How can foundation models unlock real enterprise value from internal data?
Recorded at The Business and Economics of AI workshop co-hosted by Stanford University and Infosys on May 14, 2025, this thought-provoking interview features Jure Leskovec, Professor of Computer Science at Stanford University and expert in foundation models and AI systems.
Jure explains why the next frontier for enterprise AI lies in reasoning over internal, semi-structured data—customer records, financial ledgers, supply chains—and how foundation models can be trained to understand and act on this uniquely valuable information.
Key takeaways include:
- Why GenAI is commoditizing skilled work—and shifting competitive advantage to proprietary enterprise data
- The challenges and opportunities of modeling complex, heterogeneous datasets in regulated industries like financial services
- What business leaders need to consider when building trustworthy, data-grounded AI systems
A compelling perspective for AI, data, and transformation leaders looking to move from experimentation to strategic differentiation.
Jure Leskovec:
I'm Jure Leskovec and I'm professor in computer science department in the AI lab at Stanford University.
Can you summarise the key focus of your session?
I was talking about foundation models for enterprise data.
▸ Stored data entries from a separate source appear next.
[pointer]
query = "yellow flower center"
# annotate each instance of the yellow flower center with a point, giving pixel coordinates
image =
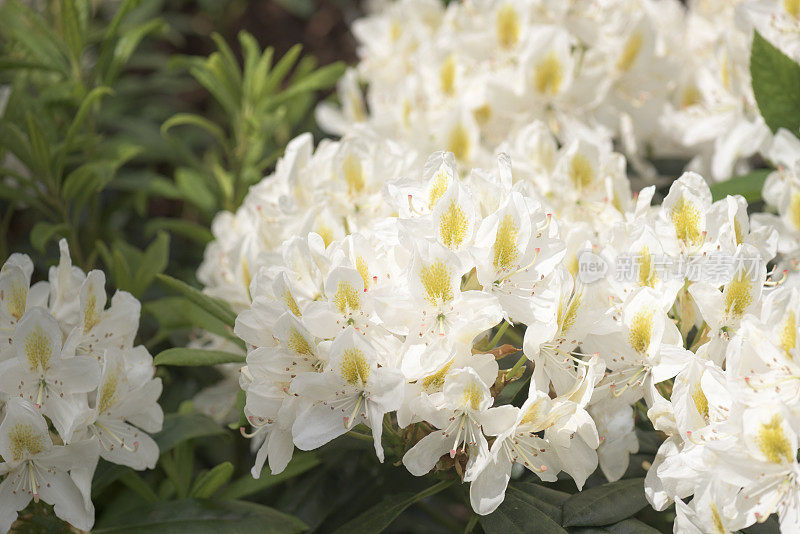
(435, 280)
(353, 174)
(24, 441)
(472, 396)
(507, 25)
(91, 315)
(453, 226)
(789, 333)
(354, 368)
(700, 401)
(447, 75)
(738, 294)
(773, 442)
(38, 350)
(346, 297)
(505, 244)
(647, 271)
(548, 75)
(641, 331)
(686, 220)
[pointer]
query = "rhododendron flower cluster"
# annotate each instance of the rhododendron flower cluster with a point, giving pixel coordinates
(474, 235)
(73, 388)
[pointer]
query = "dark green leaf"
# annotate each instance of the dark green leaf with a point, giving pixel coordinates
(135, 483)
(631, 526)
(191, 230)
(748, 185)
(215, 307)
(178, 312)
(519, 511)
(776, 85)
(380, 516)
(247, 485)
(43, 232)
(200, 516)
(154, 261)
(180, 119)
(70, 27)
(209, 482)
(184, 357)
(181, 427)
(606, 504)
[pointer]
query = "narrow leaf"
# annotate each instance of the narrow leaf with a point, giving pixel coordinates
(215, 307)
(776, 85)
(181, 427)
(380, 516)
(208, 483)
(200, 516)
(183, 357)
(606, 504)
(748, 185)
(519, 511)
(247, 485)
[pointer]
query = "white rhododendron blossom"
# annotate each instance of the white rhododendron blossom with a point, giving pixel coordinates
(468, 279)
(73, 388)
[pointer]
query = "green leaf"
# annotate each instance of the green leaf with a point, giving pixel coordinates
(154, 261)
(70, 27)
(631, 526)
(519, 511)
(83, 111)
(606, 504)
(279, 72)
(380, 516)
(323, 78)
(247, 485)
(300, 8)
(39, 146)
(188, 229)
(180, 427)
(215, 307)
(200, 516)
(748, 185)
(127, 44)
(134, 482)
(184, 357)
(43, 232)
(776, 85)
(194, 188)
(174, 313)
(198, 121)
(209, 482)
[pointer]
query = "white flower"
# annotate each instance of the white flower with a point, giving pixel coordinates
(45, 376)
(36, 469)
(464, 410)
(353, 389)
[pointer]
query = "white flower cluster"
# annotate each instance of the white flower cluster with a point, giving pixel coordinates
(73, 388)
(660, 78)
(368, 281)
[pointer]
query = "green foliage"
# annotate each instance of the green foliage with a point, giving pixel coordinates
(776, 85)
(62, 160)
(201, 516)
(380, 516)
(196, 357)
(748, 185)
(262, 104)
(606, 504)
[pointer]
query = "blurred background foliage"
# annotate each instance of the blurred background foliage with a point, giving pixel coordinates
(127, 126)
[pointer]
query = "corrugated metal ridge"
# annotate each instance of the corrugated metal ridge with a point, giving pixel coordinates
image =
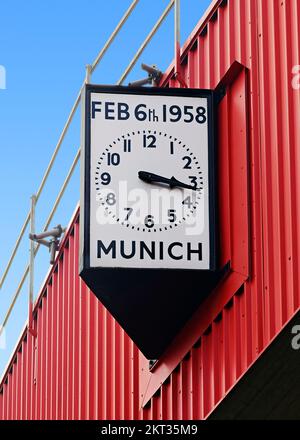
(42, 289)
(253, 362)
(200, 26)
(209, 13)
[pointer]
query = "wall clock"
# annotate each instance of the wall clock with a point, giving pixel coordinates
(148, 206)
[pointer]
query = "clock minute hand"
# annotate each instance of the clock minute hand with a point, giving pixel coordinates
(155, 178)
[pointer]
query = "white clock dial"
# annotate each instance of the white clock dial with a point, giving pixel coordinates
(161, 175)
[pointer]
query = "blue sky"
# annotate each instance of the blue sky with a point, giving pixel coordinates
(44, 47)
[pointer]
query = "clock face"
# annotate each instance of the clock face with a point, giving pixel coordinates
(147, 180)
(126, 199)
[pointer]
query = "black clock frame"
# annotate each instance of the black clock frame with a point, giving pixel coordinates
(151, 304)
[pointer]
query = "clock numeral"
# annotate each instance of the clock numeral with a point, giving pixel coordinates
(172, 215)
(111, 199)
(171, 147)
(149, 221)
(175, 111)
(113, 159)
(105, 178)
(188, 161)
(130, 210)
(188, 202)
(149, 141)
(127, 145)
(193, 180)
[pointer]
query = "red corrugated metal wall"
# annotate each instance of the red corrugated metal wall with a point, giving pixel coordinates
(82, 365)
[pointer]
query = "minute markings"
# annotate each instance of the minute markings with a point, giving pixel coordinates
(118, 145)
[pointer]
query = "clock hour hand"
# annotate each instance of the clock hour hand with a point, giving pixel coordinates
(147, 177)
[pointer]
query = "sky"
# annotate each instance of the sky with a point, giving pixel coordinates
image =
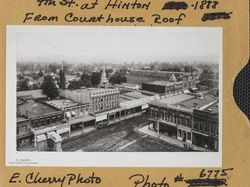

The key point is that enterprise data is usually organized in data warehouses in this semi-structured tabular form. And that we need foundation models who can learn over this type of structured, semi-structured data to be able to make effective decisions on top of this data. And these models need to be grounded in those data because that data is what is kind of the most valuable data of every enterprise.
What does AI commoditize, and what new constraints does it introduce?
The raise of GenAI, large language models, and so on, what is it commoditizing? It's basically commoditizing skilled work. So the constraint that is popping out now is, how do we get value out of our own data? Because that's what makes each of our businesses unique. If we are all using the same skilled work on the other side, we are all the same. So what is the differentiator now? It's not the work. It's actually the information, the data, and how do we extract value from the data. How do we make accurate decisions based on our internal enterprise data? When I say internal enterprise data, it would be customer records, transaction records, financial ledgers, product catalogs, supply chain records, all these kinds of data that is used to basically make decisions.
Do financial services face unique challenges in extracting value from their data?
There are several, I would say, unique aspects. First, data in financial organizations is very complex and usually very large, right? Because you have multiple touch points with your client, with your customer, all from, you know, at the kind of other transaction level to business interactions, person-to-person interactions and so on. So I think that complexity and that heterogeneity is both interesting, but also very valuable so that we actually can build AI that can learn from all these heterogeneous interactions to give us value. I would say that's the example of uniqueness. And then, of course, I think the level of trust that we need in these models because it's a regulated industry is also very, very important.
What stood out in your conversations with business leaders today?
I think what is interesting talking to them is the diversity of the problems they have and the fact that all these problems require them to bring together and reason over this heterogeneous multi-touch point long-term type data.